A few posting ago, I talked about the stool my father made that my brother FedExed to me last week. What I want to talk about now is the rest of what was in that box. My brother and his wife threw in a couple of late birthday presents – two books – and I am delighted to report that they were both direct hits (the books, that is).
One is titled Fierce Pajamas. It is an anthology of humor writing reprinted from The New Yorker. Weighing in at just under 500 pages, it is a remarkable archive and treasury of humorous thought from the early 20th century to the present. The roster of authors whose essays may be found therein runs from James Thurber, F. Scott Fitzgerald, and Groucho Marx right on through to Woody Allen, Garrison Keillor, and Steve Martin.
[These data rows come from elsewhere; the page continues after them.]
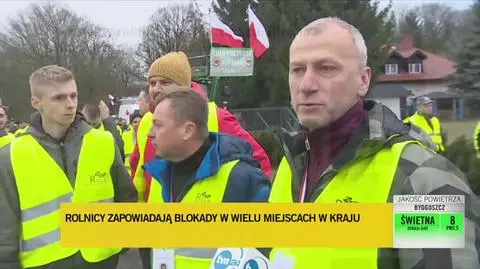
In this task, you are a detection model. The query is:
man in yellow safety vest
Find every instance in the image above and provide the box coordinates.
[122,111,142,174]
[0,65,138,269]
[403,96,445,153]
[269,18,480,269]
[144,88,270,269]
[0,106,15,148]
[82,100,125,161]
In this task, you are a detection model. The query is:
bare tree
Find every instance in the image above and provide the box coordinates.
[399,3,471,58]
[138,3,209,66]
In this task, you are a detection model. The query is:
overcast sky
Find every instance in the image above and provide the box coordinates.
[0,0,473,45]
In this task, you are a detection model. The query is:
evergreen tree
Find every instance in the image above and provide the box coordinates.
[450,1,480,92]
[212,0,395,107]
[397,10,425,49]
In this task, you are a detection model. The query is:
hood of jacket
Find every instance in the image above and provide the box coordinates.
[143,133,260,181]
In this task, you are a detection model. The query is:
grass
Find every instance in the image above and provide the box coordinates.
[442,120,479,144]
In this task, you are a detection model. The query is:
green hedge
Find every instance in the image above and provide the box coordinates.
[445,136,480,195]
[252,130,480,195]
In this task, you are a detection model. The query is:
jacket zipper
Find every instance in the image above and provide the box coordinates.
[299,137,310,203]
[60,141,69,178]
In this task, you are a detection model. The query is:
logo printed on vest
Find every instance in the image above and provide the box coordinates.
[195,191,212,203]
[90,171,107,184]
[337,196,358,203]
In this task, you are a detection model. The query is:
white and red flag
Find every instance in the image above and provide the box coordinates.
[247,4,270,58]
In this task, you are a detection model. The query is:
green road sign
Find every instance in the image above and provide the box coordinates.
[210,47,254,77]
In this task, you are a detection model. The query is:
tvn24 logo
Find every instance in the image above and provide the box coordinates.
[214,248,269,269]
[243,257,269,269]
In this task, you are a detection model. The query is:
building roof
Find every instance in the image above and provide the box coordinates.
[366,84,413,99]
[377,35,456,82]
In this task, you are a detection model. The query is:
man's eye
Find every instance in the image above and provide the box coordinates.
[320,65,336,72]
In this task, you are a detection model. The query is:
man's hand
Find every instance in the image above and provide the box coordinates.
[98,100,110,120]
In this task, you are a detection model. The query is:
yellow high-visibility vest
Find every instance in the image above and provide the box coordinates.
[133,102,219,202]
[122,126,135,174]
[10,129,121,268]
[148,160,239,269]
[269,141,419,269]
[97,122,105,131]
[403,112,445,152]
[0,133,15,148]
[133,112,153,202]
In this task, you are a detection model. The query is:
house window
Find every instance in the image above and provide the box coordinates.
[385,64,398,75]
[408,63,422,73]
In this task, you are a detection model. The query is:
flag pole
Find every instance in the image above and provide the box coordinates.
[208,8,220,104]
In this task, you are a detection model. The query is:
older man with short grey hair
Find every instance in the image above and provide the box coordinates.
[269,18,480,269]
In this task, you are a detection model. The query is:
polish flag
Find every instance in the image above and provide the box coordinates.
[247,4,270,58]
[210,12,243,48]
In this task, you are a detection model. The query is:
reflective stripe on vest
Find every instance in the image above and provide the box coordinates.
[404,113,445,151]
[148,160,239,269]
[10,129,121,268]
[208,102,219,133]
[133,111,153,202]
[122,126,135,174]
[0,133,15,148]
[269,141,418,269]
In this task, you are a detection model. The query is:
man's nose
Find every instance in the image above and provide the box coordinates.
[147,128,155,139]
[298,68,318,92]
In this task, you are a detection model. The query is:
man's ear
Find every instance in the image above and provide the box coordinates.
[182,121,197,141]
[358,66,372,97]
[30,96,40,110]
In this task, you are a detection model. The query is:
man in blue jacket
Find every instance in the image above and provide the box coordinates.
[143,88,270,269]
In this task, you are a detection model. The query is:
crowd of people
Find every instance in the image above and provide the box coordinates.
[0,18,480,269]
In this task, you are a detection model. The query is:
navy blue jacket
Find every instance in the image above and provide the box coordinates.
[143,133,271,202]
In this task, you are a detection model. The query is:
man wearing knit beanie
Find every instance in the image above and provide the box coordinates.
[130,52,272,269]
[131,52,272,196]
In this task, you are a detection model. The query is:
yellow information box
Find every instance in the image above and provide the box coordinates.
[61,203,393,248]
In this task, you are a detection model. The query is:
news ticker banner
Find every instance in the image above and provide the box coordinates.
[61,195,465,248]
[393,195,465,248]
I will take my time reading this one; what little I have explored thus far makes me want to linger over these delicacies.
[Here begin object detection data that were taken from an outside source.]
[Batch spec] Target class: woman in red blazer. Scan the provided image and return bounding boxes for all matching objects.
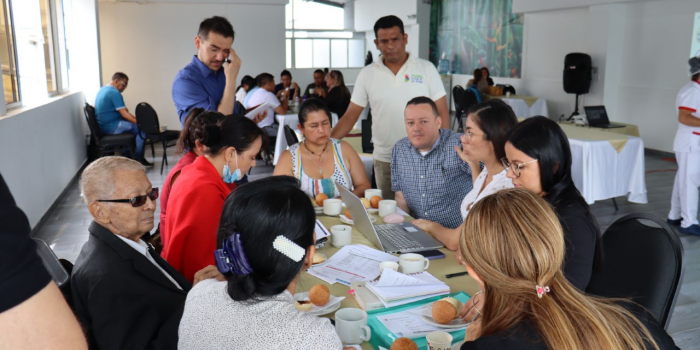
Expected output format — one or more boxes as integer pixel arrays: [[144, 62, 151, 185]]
[[161, 112, 264, 281]]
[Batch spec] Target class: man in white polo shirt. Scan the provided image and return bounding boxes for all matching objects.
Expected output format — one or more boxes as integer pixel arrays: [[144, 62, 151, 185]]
[[331, 16, 450, 199], [668, 57, 700, 236]]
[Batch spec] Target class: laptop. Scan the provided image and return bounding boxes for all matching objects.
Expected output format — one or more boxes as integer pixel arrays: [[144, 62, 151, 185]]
[[583, 106, 625, 129], [336, 184, 444, 253]]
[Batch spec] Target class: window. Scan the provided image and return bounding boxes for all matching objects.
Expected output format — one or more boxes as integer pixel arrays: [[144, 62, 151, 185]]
[[0, 0, 19, 107], [285, 0, 365, 69]]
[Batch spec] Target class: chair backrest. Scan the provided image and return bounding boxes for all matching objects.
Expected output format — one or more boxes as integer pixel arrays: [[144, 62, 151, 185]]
[[83, 102, 102, 146], [586, 213, 683, 329], [136, 102, 160, 135], [284, 124, 299, 146]]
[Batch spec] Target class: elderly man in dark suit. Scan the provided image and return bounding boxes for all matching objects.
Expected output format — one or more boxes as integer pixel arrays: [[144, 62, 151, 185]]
[[71, 157, 222, 349]]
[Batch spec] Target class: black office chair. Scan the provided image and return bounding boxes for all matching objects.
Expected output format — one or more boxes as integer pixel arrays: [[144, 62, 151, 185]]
[[284, 124, 299, 147], [586, 213, 683, 329], [83, 102, 136, 158], [136, 102, 180, 175]]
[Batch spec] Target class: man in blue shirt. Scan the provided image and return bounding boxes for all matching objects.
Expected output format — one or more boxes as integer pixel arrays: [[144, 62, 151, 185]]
[[95, 72, 153, 166], [172, 16, 243, 124], [391, 97, 472, 228]]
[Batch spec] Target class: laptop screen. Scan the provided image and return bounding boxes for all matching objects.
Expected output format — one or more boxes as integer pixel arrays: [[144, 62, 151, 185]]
[[583, 106, 610, 125]]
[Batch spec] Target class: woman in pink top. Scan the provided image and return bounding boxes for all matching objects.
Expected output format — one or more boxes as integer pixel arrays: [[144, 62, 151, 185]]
[[159, 108, 218, 245]]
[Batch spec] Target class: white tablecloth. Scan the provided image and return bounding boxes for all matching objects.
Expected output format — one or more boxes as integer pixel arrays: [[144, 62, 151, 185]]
[[272, 113, 338, 165], [569, 136, 647, 204]]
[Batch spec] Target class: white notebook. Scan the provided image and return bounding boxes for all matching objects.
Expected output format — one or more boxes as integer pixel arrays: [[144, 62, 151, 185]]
[[367, 269, 450, 302]]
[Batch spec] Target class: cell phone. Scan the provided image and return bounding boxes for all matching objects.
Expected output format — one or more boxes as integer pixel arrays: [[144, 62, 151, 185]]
[[418, 249, 445, 260]]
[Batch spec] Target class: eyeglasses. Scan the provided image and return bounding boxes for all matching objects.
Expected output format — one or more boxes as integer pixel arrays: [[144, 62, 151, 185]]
[[97, 187, 158, 208], [501, 157, 537, 177]]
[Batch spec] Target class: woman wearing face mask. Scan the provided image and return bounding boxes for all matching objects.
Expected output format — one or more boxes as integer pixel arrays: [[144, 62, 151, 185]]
[[161, 115, 265, 281], [274, 98, 371, 198]]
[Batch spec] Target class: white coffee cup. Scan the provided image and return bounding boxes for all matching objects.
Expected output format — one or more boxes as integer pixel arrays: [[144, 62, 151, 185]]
[[426, 330, 452, 350], [323, 199, 343, 216], [379, 199, 396, 217], [365, 188, 384, 199], [399, 253, 430, 274], [330, 226, 352, 248], [335, 308, 372, 344], [379, 261, 399, 273]]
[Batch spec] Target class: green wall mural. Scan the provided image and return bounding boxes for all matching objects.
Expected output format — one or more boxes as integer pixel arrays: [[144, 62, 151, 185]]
[[430, 0, 523, 78]]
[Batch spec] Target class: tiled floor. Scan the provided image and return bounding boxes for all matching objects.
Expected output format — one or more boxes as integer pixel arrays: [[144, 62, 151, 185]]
[[31, 151, 700, 349]]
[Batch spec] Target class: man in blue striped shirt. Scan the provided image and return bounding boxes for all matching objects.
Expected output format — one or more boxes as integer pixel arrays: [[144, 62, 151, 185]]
[[391, 97, 472, 228]]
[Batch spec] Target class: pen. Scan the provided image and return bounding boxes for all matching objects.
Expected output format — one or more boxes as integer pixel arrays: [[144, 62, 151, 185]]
[[445, 271, 469, 278]]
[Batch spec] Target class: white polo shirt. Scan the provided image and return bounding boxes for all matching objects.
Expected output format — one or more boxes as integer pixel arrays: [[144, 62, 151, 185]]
[[673, 81, 700, 153], [350, 54, 445, 163], [248, 88, 280, 128]]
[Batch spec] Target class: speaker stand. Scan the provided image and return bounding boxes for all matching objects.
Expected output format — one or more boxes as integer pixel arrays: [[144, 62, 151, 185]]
[[566, 94, 581, 121]]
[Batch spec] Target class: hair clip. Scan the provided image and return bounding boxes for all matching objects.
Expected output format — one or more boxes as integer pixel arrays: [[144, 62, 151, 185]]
[[272, 235, 306, 262]]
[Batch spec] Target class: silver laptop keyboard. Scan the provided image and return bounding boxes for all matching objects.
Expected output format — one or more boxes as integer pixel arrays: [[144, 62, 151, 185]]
[[374, 224, 423, 250]]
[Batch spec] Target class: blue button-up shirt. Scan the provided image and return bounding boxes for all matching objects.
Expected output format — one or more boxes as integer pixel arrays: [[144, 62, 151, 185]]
[[391, 129, 472, 228], [173, 55, 231, 124]]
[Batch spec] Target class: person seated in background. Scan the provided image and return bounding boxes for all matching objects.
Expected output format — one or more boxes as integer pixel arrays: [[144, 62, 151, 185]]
[[236, 75, 255, 106], [503, 116, 602, 291], [159, 108, 219, 245], [274, 69, 300, 100], [465, 68, 489, 103], [178, 176, 343, 350], [458, 188, 676, 350], [163, 112, 266, 281], [95, 72, 153, 167], [413, 100, 518, 250], [0, 175, 88, 350], [274, 98, 371, 198], [315, 70, 352, 118], [391, 97, 479, 229], [304, 69, 328, 99], [481, 67, 494, 86], [246, 73, 289, 137], [70, 157, 221, 350]]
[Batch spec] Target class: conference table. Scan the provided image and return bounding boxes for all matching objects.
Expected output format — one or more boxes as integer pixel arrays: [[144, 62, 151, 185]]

The other book is also an archive of humor. It’s called Steve Allen’s Private Joke File. If the late Mr. Allen’s introduction is to be believed – and I don’t know why it wouldn’t be – the title is literally true. Allen relates that he spent many years collecting and cataloguing jokes, and this book is the result of his decision to publish his collection. The style of these jokes is mostly rather old-fashioned; they seem rather stale compared to modern comedic styles, but there is a purity to them, a purity that a humorist of any era would do well to understand, because I think that mastering this type of material provides one with a sturdy foundation from which to depart into more sophisticated comedy styles. The real impact of this can probably only be felt if one ingests a large dose, but I will quote one humble example just to give you a feel for it:

CONDUCTOR: Madam, pardon me, but you’re standing on my foot.
PASSENGER: Why don’t you put your foot where it belongs?
CONDUCTOR: Don’t tempt me lady; don’t tempt me.
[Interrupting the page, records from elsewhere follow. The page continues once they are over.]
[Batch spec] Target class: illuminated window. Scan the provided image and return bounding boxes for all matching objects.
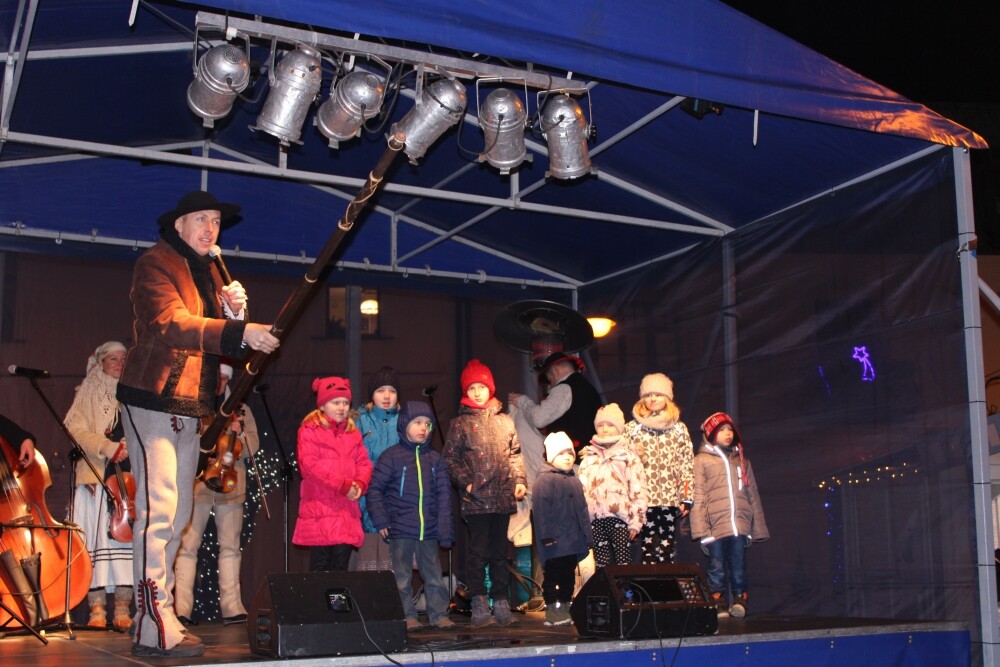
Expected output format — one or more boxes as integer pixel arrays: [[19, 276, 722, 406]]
[[326, 286, 381, 338]]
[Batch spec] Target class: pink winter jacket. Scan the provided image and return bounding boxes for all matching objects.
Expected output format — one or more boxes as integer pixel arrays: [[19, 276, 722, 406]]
[[292, 420, 372, 547]]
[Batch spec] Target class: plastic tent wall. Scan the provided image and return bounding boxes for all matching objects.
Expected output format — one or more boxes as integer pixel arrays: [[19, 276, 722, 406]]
[[582, 146, 995, 658]]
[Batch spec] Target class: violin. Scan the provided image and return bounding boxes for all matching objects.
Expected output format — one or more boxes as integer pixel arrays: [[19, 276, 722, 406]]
[[0, 436, 92, 628], [104, 422, 135, 542], [201, 418, 243, 493], [104, 461, 135, 542]]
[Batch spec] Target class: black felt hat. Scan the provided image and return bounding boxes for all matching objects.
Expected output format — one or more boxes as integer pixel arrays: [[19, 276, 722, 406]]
[[156, 190, 240, 227]]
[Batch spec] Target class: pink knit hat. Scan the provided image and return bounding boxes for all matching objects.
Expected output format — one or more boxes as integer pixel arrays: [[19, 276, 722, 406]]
[[594, 403, 625, 433], [313, 375, 351, 408]]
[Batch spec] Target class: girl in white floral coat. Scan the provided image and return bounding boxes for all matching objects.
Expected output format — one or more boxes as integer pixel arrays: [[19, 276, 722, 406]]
[[623, 373, 694, 563]]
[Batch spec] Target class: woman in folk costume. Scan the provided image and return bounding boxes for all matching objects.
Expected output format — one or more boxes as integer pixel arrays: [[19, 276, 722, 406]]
[[65, 340, 132, 631]]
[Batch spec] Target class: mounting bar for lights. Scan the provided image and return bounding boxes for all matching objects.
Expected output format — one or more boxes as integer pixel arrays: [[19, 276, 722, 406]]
[[195, 12, 584, 91]]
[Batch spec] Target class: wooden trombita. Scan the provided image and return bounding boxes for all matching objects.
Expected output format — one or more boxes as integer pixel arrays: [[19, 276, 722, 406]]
[[201, 132, 406, 451]]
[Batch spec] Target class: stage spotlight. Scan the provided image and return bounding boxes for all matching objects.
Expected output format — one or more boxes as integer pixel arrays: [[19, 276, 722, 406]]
[[316, 70, 385, 148], [541, 93, 591, 179], [479, 88, 527, 174], [250, 45, 322, 145], [389, 79, 466, 164], [188, 44, 250, 127]]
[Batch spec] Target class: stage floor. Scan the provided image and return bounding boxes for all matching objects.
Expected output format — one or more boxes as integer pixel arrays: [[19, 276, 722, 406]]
[[0, 612, 969, 667]]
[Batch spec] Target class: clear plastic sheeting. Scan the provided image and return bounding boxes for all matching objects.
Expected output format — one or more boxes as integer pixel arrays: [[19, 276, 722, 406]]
[[581, 151, 980, 641]]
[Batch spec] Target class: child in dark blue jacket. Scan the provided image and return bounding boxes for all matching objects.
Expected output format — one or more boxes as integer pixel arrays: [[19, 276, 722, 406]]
[[531, 431, 594, 625], [368, 401, 455, 630]]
Not what anyone would call ‘hip’ humor, but a simple, solid comedic thought nevertheless.

I should add that Steve Allen (1921-2000) is someone whom I admire greatly. It has only been in the last decade or so that I have come to recognize the scope of his accomplishments. Although he is probably best known as the original host of The Tonight Show, he was also a prolific song writer and author who published over 50 books on a wide range of topics including, comedy, fiction, politics, history, and sociology. He was a sharp, clear thinker with a well honed bullshit detector. If you’d like to read a decent summary of his life and work, click here.

And once again, thanks to F and T for the lovely presents!